[Update] Fix issue of *_param.py, avoid name conflict;add keep_tmp_file flag to support keep the temp config file. (#1640)

2025-05-30 16:03:24 +08:00 · 2024-10-25 16:39:25 +08:00 · 2024-10-25 16:39:25 +08:00 · 84be90669b
commit 84be90669b
parent 2542bc6907
4 changed files with 52 additions and 19 deletions
--- a/opencompass/runners/dlc.py
+++ b/opencompass/runners/dlc.py
@ -42,14 +42,15 @@ class DLCRunner(BaseRunner):
                 eval_with_gpu: list = ['plugin_eval'],
                 retry: int = 2,
                 debug: bool = False,
-                 lark_bot_url: str = None):
+                 lark_bot_url: str = None,
+                 keep_tmp_file: bool = False):
        super().__init__(task=task, debug=debug, lark_bot_url=lark_bot_url)
        self.aliyun_cfg = aliyun_cfg
        self.max_num_workers = max_num_workers
        self.retry = retry

        self.eval_with_gpu = eval_with_gpu
-
+        self.keep_tmp_file = keep_tmp_file
        logger = get_logger()
        logger.warning(
            'To ensure the integrity of the log results, the log displayed '
@ -106,7 +107,10 @@ class DLCRunner(BaseRunner):

        # Dump task config to file
        mmengine.mkdir_or_exist('tmp/')
-        param_file = f'tmp/{os.getpid()}_params.py'
+        # Using uuid to avoid filename conflict
+        import uuid
+        uuid_str = str(uuid.uuid4())
+        param_file = f'tmp/{uuid_str}_params.py'
        pwd = os.getcwd()
        try:
            cfg.dump(param_file)
@ -305,7 +309,10 @@ class DLCRunner(BaseRunner):
                return_code = _run_within_retry()
        finally:
            # Clean up
-            os.remove(param_file)
+            if not self.keep_tmp_file:
+                os.remove(param_file)
+            else:
+                pass

        return task_name, return_code

--- a/opencompass/runners/local.py
+++ b/opencompass/runners/local.py
@ -56,10 +56,12 @@ class LocalRunner(BaseRunner):
                 debug: bool = False,
                 max_workers_per_gpu: int = 1,
                 lark_bot_url: str = None,
+                 keep_tmp_file: bool = False,
                 **kwargs):
        super().__init__(task=task, debug=debug, lark_bot_url=lark_bot_url)
        self.max_num_workers = max_num_workers
        self.max_workers_per_gpu = max_workers_per_gpu
+        self.keep_tmp_file = keep_tmp_file
        logger = get_logger()
        for k, v in kwargs.items():
            logger.warning(f'Ignored argument in {self.__module__}: {k}={v}')
@ -100,7 +102,10 @@ class LocalRunner(BaseRunner):
                assert len(all_gpu_ids) >= num_gpus
                # get cmd
                mmengine.mkdir_or_exist('tmp/')
-                param_file = f'tmp/{os.getpid()}_params.py'
+                import uuid
+                uuid_str = str(uuid.uuid4())
+
+                param_file = f'tmp/{uuid_str}_params.py'
                try:
                    task.cfg.dump(param_file)
                    # if use torchrun, restrict it behaves the same as non
@ -140,7 +145,10 @@ class LocalRunner(BaseRunner):
                                           stdout=log_file,
                                           stderr=subprocess.STDOUT)
                finally:
-                    os.remove(param_file)
+                    if not self.keep_tmp_file:
+                        os.remove(param_file)
+                    else:
+                        pass
                status.append((task_name, 0))
        else:
            if len(all_gpu_ids) > 0:
--- a/opencompass/runners/slurm_sequential.py
+++ b/opencompass/runners/slurm_sequential.py
@ -24,11 +24,11 @@ class SlurmSequentialRunner(BaseRunner):
    using `srun` command.

    This runner launches tasks one by one for execution.
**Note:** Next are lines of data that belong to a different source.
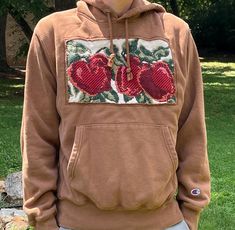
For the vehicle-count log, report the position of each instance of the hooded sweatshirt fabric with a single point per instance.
(113, 131)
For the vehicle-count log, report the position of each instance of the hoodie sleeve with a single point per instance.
(39, 138)
(193, 172)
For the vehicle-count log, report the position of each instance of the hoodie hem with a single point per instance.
(89, 217)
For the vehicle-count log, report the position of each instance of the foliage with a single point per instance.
(212, 21)
(219, 85)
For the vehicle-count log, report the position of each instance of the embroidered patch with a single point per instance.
(195, 192)
(90, 80)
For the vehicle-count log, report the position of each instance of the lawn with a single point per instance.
(219, 85)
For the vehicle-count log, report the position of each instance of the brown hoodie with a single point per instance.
(113, 130)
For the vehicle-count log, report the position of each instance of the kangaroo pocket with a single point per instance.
(125, 165)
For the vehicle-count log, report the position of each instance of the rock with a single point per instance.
(13, 185)
(11, 212)
(11, 218)
(17, 222)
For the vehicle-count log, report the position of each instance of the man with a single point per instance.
(113, 131)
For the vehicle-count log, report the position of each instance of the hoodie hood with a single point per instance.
(96, 10)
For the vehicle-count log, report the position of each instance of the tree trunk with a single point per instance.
(21, 22)
(3, 59)
(174, 7)
(64, 5)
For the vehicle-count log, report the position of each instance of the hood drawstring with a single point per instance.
(112, 55)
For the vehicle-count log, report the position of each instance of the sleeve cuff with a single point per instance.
(191, 217)
(47, 224)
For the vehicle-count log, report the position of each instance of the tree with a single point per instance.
(63, 5)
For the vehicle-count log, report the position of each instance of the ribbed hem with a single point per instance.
(191, 217)
(47, 224)
(90, 217)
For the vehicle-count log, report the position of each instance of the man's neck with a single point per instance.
(118, 6)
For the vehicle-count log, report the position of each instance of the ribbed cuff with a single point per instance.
(191, 217)
(47, 224)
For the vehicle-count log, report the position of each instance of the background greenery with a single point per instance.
(219, 85)
(213, 26)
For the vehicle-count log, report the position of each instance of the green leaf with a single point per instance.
(133, 46)
(147, 99)
(148, 59)
(111, 95)
(113, 74)
(72, 58)
(127, 98)
(145, 51)
(159, 53)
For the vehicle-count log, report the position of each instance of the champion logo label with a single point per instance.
(195, 192)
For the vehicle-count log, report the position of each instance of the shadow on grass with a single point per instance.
(11, 87)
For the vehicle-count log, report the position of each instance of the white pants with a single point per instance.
(179, 226)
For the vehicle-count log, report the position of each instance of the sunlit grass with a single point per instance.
(219, 91)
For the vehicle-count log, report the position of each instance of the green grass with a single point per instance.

A new task will only
-    be launched when and only when max_num_workers is not met, and the previous
-    task has been successfully allocated to a machine. Therefore, unlike the
-    `SlurmRunner`, at most only one task will be in the PENDING status at the
-    same time during a run, making the random_sleep strategy no longer
-    necessary. In addition, this runner also includes a feature to
+    be launched when and only when  max_num_workers is not met, and the
+    previous task has been successfully allocated to a machine. Therefore,
+    unlike the `SlurmRunner`, at most only one task will be in the PENDING
+    status at the same time during a run, making the random_sleep strategy
+    no longer necessary. In addition, this runner also includes a feature to
    automatically kill all jobs by the job_id on exit.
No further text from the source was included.